Pemberton went inside and worked on invoices, occasionally looking out the window toward Noland Mountain. He and Serena hadn't been apart for more than a few minutes since the marriage ceremony. Her absence made the paperwork more tedious, the room emptier. Pemberton remembered how she'd waked him that morning with a kiss on his eyelids, a hand settled lightly on his shoulder. Serena had been drowsy as well, and when she'd brought Pemberton ever so languidly into her arms, it was as if he'd left his own dream and together they'd entered a better richer one.

Serena was gone all morning, getting familiar with the landscape, learning the names of workers, ridges and creeks.

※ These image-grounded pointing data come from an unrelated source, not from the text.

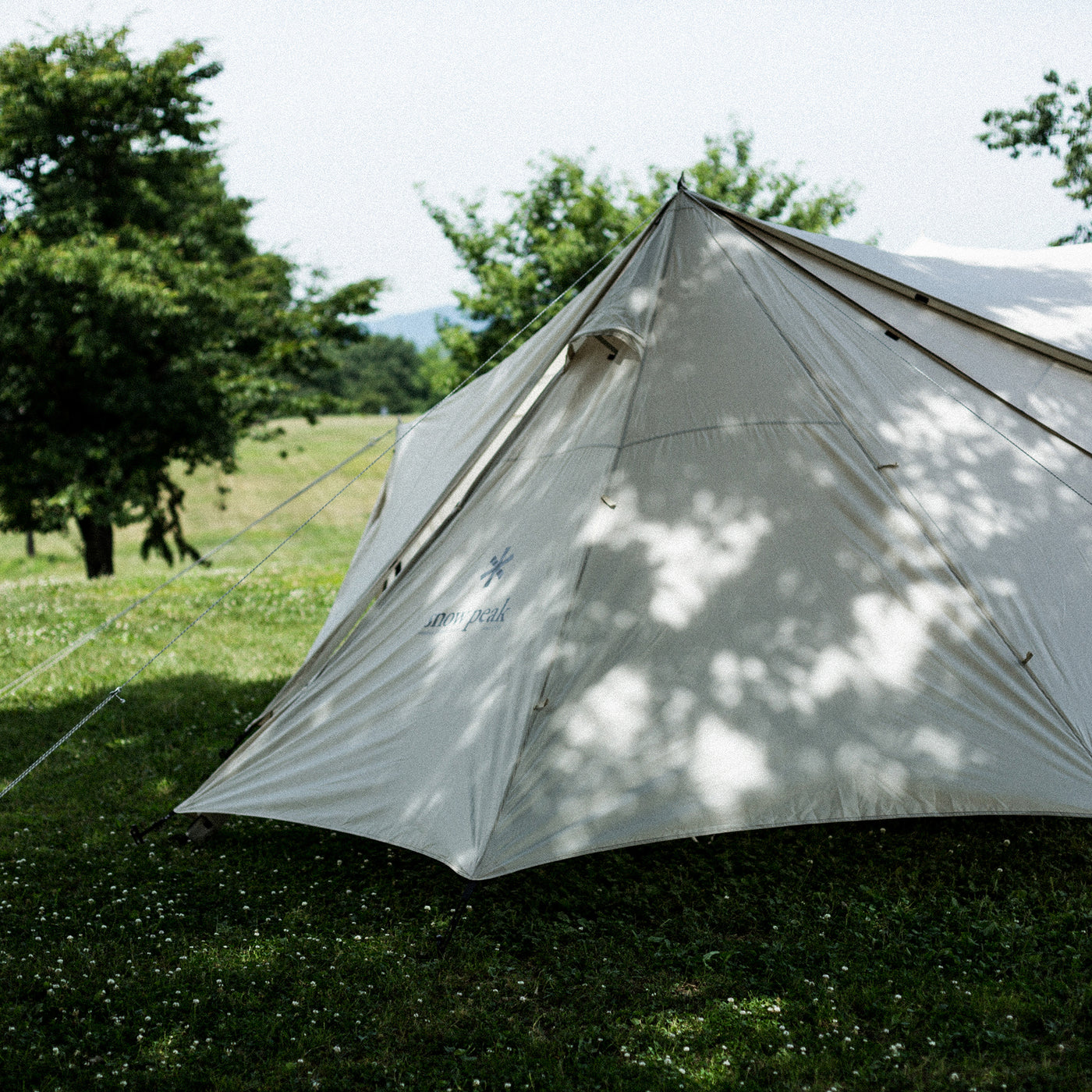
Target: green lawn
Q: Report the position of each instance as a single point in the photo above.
(944, 953)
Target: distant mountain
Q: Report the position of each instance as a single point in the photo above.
(420, 327)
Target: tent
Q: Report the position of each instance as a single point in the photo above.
(762, 529)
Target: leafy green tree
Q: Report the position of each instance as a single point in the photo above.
(139, 324)
(567, 220)
(376, 374)
(1057, 122)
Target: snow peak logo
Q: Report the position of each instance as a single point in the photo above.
(462, 620)
(497, 566)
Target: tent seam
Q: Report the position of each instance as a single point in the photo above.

The Franklin clock on the credenza chimed noon when Harris' Studebaker pulled up beside the office. Pemberton set the in voices on the desk and walked out to meet him. Like Pemberton, Harris dressed little better than his workers, the only sign of his wealth a thick gold ring on his right hand, in the setting a sapphire sharp and bright-blue as its owner's eyes. Seventy years old, Pemberton knew, but the vigorous silver hair and shiny gold tooth fillings were congruent for a man anything but rusty.

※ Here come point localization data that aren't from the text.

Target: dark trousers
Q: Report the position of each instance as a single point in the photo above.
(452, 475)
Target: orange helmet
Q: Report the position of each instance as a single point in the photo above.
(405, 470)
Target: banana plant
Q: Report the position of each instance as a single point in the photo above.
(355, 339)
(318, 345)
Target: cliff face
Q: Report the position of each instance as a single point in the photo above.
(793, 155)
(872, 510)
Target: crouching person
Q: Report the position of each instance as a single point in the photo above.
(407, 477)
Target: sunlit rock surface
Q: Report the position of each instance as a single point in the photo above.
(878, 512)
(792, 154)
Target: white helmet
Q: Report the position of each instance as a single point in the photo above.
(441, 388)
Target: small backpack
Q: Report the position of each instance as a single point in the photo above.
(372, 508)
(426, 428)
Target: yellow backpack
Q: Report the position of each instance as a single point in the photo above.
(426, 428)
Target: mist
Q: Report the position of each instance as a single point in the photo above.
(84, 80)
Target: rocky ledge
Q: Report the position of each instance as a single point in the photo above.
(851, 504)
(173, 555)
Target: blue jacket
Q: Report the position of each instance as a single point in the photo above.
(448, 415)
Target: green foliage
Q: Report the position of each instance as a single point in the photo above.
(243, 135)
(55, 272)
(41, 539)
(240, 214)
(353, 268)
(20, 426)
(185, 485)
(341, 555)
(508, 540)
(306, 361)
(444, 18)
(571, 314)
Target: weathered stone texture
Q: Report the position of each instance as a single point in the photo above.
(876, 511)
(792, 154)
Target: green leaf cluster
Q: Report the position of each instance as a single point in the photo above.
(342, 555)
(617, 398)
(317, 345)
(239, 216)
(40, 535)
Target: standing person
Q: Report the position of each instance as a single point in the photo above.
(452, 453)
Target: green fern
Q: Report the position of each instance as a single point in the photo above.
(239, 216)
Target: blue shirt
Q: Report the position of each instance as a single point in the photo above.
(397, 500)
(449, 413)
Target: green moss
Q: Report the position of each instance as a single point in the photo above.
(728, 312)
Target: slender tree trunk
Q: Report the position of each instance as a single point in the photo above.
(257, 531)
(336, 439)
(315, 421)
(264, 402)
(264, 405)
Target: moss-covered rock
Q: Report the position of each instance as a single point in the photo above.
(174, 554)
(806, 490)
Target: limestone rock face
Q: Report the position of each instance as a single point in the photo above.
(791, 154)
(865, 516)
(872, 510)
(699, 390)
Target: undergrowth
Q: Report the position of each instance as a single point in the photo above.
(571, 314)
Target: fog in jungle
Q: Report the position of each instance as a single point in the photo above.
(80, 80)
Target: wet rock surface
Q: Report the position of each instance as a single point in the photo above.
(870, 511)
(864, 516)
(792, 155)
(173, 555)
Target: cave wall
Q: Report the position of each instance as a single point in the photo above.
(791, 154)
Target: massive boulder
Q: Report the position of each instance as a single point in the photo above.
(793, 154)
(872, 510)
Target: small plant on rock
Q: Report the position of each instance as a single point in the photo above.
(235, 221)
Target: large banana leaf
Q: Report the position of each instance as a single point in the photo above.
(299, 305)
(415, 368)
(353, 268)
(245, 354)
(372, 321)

"So where is she?" Harris asked as he stepped onto the office porch. "A woman as impressive as you claim shouldn't be hidden away."

Harris paused and smiled as he turned his head slightly, his right eye focused on Pemberton as if to better sight a target.

"Though on second thought, maybe you should hide her away. If she is all you say."

"You'll see," Pemberton said. "She's over on Noland. We can get horses and ride up there."

"I don't have time for that," Harris said. "Much as I'd enjoy meeting your bride, this park nonsense takes precedent. Our esteemed Secretary of the Interior got Rockefeller to donate five million. Now Albright is sure he can buy out Champion."

"Do you think they'll sell?"

"I don't know," Harris said, "but just the fact that Champion's listening to offers encourages not only Secretary Albright but the rest of them, here and in Washington. They're already starting to run farmers off their land in Tennessee."

"This needs to be settled once and for all," Pemberton said.

"Goddamn right it needs to be settled. I'm tired as you are of lining the pockets of those Raleigh pettifoggers."

Harris pulled a watch from his pocket and checked the time.

"Later than I thought," he said.

"Have you had a chance to look at the Glencoe Ridge tract?" Pemberton asked.

"Come by the office Saturday morning and we'll go see it together. Bring your bride along too," Harris said, and paused to nod approvingly at the valley's stumps and slash. "You've done well here, even with those two fops you have for partners."